Navigate to Identities in the Console sidebar. If Identities is not yet deployed for your pipeline, you'll see a setup page. Click Start configuration to begin.
If Identities is already deployed, you'll see the Identities overview page with your current configuration. Click Edit configuration to make changes.
Configure identifiers
Configure which fields from your events should be used as identifiers.
The fields you choose affect both resolution quality and the cost and latency of running Identities. Before adding an identifier, read choosing identifiers and validate its cardinality against your warehouse.
Each identifier type has:
| Field | Description | Required? |
|---|---|---|
| Name | A unique name for this identifier type, e.g. acme_user_id | Yes |
| Property | The event property to extract the identifier value from | Yes |
| Unique | Whether this identifier should prevent merges between Snowplow IDs with different values | No |
| Priority | The priority used when generating fallback IDs; higher is preferred | Yes |
Only one identifier can be marked as unique.

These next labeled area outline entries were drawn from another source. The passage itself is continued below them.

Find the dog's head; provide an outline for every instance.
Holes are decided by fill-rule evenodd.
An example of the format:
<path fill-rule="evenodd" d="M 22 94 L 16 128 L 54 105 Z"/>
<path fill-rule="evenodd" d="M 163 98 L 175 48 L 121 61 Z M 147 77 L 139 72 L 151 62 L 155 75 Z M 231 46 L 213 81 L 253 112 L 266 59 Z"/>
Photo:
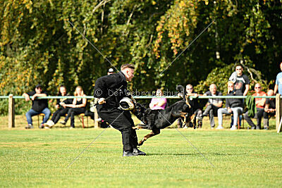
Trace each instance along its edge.
<path fill-rule="evenodd" d="M 138 119 L 144 118 L 145 114 L 149 113 L 150 109 L 147 108 L 145 106 L 141 104 L 136 103 L 135 108 L 133 112 L 133 114 L 136 115 Z"/>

A single event field can only be mapped to one identifier type. Identifier names must be unique.
Add an identifier
Follow the steps in Console to create a new identifier.
Removing an identifier affects identity resolution for all future events. Snowplow IDs that would have been connected through this identifier will appear as separate Snowplow IDs going forward. Historical identities won't change. This can't be undone.
Enable cross-domain tracking aliases
If you use cross-domain tracking, check the Enable cross-domain tracking aliases box. This automatically extracts refr_domain_userid as an identifier and maps it to domain_userid and client_session_user_id, so the same user is resolved across sites with different cookie domains.
For cross-domain tracking aliases to work, you must have identifiers named domain_userid or client_session_user_id (or both) defined in the identifiers section above.
Set event filters
By default, Identities processes all events that flow through your pipeline. Use event filters to limit identity resolution to a subset of events.
Event filters are optional. Common reasons to filter events include:
- Processing only events from specific applications, using
app_id - Excluding server-side events that don't represent user activity
- Limiting to events from specific platforms
You can add multiple filters and combine them with AND (all conditions must match) or ANY (at least one condition must match) logic.
To add a filter, click Add filter and configure:
| Field | Description |
|---|---|
| Property | The event property to filter on |
| Operator | is one of (include) or is not one of (exclude) |
| Value | A list of values to match |
Supported scale
Identities is self-serviceable from Console. The default deployment is sized for typical production event volumes and reasonable identifier configurations, where each configured identifier is stable for a user. Following the guidance in choosing identifiers keeps your deployment within these defaults.
High-volume pipelines aren't covered by the self-serve defaults and shouldn't be deployed without guidance. If you expect a large event volume, or your warehouse checks show high-cardinality identifiers you can't avoid, contact Snowplow Support before deploying Identities.